Can I use hey anna with GDPR or HIPAA data?

GDPR-covered data: yes, with the standard caveats around data subject rights, processing terms, and EU residency. hey anna acts as a data processor, Cloudflare and Anthropic act as sub-processors, and a DPA is available. HIPAA: not today. A Business Associate Agreement is not in place, so hey anna is not appropriate for protected health information at this time.

Where does the Python actually run?

In your browser tab, inside a WebAssembly sandbox running Pyodide. Pyodide is a full Python distribution (the same CPython interpreter, compiled to WebAssembly) with NumPy, Pandas, and other scientific libraries available. Code authored by Anna executes locally against your data; results render in the same tab. hey anna's servers do not run your analysis code or see the computed output.
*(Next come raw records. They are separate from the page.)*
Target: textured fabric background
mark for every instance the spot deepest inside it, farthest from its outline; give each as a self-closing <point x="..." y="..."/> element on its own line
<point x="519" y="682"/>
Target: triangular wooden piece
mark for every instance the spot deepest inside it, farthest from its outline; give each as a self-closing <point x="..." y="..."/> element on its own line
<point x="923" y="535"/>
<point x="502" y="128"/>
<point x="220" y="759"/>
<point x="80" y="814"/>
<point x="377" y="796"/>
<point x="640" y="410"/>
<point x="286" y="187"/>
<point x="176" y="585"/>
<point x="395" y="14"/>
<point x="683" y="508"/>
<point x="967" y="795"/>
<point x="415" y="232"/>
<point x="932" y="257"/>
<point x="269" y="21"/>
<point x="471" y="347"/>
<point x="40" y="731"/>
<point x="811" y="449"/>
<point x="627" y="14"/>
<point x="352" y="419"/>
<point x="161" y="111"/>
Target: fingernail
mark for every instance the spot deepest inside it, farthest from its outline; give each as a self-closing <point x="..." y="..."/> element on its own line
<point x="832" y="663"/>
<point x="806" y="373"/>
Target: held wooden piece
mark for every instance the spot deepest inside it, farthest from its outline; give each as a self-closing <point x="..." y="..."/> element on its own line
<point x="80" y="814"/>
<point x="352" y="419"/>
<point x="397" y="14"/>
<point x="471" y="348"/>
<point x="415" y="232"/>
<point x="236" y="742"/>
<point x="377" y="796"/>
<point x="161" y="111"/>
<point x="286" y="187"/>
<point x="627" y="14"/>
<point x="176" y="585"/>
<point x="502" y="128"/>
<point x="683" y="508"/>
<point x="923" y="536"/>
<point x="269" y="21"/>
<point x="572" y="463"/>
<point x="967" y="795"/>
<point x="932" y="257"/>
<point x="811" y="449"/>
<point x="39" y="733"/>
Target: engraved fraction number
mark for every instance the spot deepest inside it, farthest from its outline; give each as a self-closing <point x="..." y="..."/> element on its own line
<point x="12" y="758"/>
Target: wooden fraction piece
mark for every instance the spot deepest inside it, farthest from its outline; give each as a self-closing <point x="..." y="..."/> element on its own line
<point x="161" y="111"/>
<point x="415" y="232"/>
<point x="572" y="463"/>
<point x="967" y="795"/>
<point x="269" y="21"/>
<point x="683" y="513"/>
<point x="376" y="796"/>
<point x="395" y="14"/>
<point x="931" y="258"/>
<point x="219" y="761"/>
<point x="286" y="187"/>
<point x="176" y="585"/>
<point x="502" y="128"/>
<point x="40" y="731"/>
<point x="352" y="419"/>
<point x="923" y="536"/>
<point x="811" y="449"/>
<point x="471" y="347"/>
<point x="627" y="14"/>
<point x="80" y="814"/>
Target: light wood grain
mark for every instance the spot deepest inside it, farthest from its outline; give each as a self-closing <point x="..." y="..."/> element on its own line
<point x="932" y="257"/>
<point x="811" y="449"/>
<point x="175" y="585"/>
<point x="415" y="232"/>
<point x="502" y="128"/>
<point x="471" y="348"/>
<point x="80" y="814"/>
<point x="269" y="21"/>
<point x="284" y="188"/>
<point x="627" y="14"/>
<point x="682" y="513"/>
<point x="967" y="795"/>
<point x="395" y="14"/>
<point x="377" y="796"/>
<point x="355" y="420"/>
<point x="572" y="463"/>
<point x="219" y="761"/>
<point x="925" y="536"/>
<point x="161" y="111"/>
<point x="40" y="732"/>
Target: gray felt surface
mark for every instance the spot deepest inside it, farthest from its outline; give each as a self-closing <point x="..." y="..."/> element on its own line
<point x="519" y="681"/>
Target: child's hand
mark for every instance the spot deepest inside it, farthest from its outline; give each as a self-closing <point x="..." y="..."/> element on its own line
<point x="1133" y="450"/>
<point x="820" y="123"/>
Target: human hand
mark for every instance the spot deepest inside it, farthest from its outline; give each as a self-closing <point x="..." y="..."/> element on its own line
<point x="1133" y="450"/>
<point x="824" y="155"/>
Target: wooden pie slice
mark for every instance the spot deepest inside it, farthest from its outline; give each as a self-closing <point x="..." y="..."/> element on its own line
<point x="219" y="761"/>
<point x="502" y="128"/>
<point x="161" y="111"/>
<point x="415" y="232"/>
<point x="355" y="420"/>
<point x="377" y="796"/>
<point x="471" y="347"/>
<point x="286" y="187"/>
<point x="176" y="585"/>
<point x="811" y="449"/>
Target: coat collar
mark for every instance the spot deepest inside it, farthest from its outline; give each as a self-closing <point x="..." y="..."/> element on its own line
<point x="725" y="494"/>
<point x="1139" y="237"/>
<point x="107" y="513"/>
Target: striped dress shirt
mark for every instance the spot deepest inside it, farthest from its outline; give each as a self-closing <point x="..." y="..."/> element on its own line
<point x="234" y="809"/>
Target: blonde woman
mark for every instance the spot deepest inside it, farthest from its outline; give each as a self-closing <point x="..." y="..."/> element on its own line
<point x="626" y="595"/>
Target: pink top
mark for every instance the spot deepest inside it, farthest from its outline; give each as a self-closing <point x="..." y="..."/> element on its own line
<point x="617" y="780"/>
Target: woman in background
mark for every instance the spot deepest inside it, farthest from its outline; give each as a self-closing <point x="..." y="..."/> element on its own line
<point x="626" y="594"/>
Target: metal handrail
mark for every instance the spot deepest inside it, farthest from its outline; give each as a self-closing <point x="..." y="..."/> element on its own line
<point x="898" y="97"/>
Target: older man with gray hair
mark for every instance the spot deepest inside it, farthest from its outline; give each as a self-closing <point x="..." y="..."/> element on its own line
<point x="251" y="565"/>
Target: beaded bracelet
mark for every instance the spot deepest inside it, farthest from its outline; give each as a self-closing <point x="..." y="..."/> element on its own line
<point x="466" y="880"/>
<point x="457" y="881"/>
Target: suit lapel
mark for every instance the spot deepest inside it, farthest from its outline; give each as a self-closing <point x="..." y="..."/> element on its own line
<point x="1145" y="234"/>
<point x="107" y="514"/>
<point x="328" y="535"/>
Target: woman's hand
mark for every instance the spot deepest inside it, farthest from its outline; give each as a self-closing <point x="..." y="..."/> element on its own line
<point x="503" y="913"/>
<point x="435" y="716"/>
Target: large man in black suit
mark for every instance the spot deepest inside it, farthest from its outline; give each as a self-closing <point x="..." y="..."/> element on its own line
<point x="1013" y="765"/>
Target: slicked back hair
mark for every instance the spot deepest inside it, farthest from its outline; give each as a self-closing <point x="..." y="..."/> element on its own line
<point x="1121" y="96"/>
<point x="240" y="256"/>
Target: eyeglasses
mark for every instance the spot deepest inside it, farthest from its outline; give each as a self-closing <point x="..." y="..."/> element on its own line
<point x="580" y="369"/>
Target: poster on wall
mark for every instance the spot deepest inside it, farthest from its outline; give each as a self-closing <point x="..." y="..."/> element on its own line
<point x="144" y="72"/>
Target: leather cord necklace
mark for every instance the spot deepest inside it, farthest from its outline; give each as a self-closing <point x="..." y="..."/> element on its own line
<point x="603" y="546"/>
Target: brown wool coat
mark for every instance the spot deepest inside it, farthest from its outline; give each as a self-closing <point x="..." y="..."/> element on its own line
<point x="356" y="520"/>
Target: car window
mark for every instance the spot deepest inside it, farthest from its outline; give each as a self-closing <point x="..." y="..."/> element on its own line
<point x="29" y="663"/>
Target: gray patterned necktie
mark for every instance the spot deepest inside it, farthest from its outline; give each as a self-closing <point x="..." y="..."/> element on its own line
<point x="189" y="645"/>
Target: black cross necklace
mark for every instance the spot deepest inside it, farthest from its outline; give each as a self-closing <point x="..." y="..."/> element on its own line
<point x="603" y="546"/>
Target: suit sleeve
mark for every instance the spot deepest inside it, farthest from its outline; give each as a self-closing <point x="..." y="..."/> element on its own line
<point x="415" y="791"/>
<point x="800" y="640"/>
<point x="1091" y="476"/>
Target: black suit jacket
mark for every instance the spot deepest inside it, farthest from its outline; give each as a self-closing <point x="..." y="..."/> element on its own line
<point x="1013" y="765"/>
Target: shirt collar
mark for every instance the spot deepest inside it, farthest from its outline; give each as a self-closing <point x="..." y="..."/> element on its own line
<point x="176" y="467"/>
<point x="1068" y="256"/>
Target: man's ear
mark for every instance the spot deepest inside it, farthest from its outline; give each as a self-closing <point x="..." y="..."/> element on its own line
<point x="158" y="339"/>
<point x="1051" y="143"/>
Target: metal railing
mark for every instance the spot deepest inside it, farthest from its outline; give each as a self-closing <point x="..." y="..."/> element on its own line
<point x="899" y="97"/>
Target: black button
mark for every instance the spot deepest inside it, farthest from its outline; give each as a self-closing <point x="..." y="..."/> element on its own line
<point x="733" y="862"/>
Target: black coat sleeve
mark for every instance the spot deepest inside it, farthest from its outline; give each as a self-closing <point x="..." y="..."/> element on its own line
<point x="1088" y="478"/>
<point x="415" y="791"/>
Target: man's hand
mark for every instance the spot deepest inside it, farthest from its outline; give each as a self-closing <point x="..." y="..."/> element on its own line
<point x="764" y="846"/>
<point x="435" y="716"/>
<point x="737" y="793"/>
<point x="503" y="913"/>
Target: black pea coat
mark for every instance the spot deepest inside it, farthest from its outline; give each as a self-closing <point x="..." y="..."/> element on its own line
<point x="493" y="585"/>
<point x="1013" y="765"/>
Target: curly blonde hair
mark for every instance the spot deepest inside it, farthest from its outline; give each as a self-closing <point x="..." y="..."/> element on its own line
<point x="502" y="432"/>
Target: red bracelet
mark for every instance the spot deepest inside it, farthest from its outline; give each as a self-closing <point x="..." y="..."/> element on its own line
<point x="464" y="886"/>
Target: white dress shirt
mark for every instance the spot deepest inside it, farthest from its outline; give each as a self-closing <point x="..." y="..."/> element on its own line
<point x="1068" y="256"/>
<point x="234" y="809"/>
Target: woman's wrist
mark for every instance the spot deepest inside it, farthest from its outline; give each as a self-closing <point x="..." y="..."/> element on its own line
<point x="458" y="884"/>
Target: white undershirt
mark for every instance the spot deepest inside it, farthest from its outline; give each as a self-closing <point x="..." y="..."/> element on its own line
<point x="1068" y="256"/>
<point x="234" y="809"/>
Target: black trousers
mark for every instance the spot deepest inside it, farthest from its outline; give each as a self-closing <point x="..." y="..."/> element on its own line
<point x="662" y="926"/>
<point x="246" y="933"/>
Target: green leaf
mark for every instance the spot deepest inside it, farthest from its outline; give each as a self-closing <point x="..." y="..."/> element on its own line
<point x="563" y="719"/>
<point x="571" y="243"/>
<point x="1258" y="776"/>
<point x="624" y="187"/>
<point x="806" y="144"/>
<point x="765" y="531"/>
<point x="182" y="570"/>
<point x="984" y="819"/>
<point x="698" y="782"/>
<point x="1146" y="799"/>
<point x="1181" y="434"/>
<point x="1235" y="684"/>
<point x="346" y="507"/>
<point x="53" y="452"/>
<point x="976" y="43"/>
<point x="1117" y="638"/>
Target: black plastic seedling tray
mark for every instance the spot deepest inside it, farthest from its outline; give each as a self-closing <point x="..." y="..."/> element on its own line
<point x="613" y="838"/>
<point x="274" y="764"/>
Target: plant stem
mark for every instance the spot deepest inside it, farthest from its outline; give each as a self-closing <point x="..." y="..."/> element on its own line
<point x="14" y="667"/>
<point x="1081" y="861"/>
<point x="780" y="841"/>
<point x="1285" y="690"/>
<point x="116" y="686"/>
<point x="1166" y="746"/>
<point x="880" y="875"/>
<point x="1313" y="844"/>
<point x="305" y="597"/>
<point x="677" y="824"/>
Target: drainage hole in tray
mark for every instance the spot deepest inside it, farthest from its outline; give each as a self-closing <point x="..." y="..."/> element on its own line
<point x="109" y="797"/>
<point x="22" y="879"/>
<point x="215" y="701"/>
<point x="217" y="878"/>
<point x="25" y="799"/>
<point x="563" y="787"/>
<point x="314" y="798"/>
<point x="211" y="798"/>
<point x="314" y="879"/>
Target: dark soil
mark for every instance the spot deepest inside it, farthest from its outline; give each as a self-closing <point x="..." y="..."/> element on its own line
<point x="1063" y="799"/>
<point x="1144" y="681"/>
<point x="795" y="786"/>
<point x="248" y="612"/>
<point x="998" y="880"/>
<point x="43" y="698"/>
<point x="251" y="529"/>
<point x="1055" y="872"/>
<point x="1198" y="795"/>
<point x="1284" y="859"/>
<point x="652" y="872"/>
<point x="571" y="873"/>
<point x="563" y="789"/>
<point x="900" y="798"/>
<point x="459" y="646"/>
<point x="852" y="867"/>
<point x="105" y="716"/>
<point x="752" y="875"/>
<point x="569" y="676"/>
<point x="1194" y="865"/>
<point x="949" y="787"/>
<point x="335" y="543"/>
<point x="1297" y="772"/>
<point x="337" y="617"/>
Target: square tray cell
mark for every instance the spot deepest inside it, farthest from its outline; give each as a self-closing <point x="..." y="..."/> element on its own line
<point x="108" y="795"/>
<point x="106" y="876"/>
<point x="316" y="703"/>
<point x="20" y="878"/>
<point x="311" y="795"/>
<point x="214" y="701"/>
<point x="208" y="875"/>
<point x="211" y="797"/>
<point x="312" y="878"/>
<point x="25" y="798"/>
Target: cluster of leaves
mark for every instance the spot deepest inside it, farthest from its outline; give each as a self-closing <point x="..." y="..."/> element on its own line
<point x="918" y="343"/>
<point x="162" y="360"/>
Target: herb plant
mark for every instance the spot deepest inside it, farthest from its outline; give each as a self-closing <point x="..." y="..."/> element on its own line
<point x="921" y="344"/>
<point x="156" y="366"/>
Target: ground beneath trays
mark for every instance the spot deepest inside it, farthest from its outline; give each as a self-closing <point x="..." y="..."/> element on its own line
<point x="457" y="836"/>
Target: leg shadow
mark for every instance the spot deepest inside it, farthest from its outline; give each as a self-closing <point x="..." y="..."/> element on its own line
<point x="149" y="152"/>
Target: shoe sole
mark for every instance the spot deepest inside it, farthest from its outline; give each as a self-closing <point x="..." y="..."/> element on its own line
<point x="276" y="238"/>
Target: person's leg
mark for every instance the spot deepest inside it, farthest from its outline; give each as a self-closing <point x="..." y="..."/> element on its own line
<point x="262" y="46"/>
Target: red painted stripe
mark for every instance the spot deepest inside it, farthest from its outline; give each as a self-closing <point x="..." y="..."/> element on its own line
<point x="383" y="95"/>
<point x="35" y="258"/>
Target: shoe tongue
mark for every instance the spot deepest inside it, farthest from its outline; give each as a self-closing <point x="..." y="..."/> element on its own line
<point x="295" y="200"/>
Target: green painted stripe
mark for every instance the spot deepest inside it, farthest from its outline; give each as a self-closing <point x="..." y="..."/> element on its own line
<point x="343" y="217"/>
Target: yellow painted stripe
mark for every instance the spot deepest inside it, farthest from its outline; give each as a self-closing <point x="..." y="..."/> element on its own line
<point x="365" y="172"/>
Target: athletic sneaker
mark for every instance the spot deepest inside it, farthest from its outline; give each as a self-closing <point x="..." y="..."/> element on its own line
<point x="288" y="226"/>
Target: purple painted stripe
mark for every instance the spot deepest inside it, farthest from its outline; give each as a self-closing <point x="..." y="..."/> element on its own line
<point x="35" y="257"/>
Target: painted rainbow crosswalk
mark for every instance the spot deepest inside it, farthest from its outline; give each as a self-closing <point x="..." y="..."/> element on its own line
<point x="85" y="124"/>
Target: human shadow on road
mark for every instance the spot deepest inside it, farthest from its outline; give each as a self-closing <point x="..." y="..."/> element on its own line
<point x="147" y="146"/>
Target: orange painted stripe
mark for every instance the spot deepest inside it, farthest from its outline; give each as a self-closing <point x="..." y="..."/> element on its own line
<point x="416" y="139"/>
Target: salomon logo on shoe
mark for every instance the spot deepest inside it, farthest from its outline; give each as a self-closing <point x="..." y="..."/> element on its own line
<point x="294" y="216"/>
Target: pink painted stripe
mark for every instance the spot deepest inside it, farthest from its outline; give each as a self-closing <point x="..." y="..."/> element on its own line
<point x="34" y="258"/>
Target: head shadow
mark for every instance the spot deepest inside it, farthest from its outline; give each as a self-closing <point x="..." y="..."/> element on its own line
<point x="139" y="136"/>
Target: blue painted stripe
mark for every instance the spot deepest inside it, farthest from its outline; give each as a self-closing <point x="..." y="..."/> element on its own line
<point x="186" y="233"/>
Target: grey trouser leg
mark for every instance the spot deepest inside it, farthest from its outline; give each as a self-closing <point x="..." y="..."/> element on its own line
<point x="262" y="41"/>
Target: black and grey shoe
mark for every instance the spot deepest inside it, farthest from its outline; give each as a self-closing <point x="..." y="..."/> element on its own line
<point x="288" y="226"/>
What metadata is stored about me and my data?

In D1: account identifiers, dataset names, column names and types, row counts, conversation history (prompts and Anna's responses, but not the row values she reasoned about), and report titles and contents you have saved. In Vectorize: vector embeddings of column metadata and saved memory items, never the underlying row values. Product analytics tracks UI events (which pages you visit, which buttons you click) and is scoped to UI behaviour, not data contents.

Who can see my data inside hey anna?

Operationally, no one routinely. Your datasets are scoped to your account; there is no shared data layer between users and no internal "view as user" tool that touches dataset contents. For incident response, a small number of engineers can access R2 buckets with audit logging — that access path is documented and is the same path a SOC 2 audit will eventually inspect.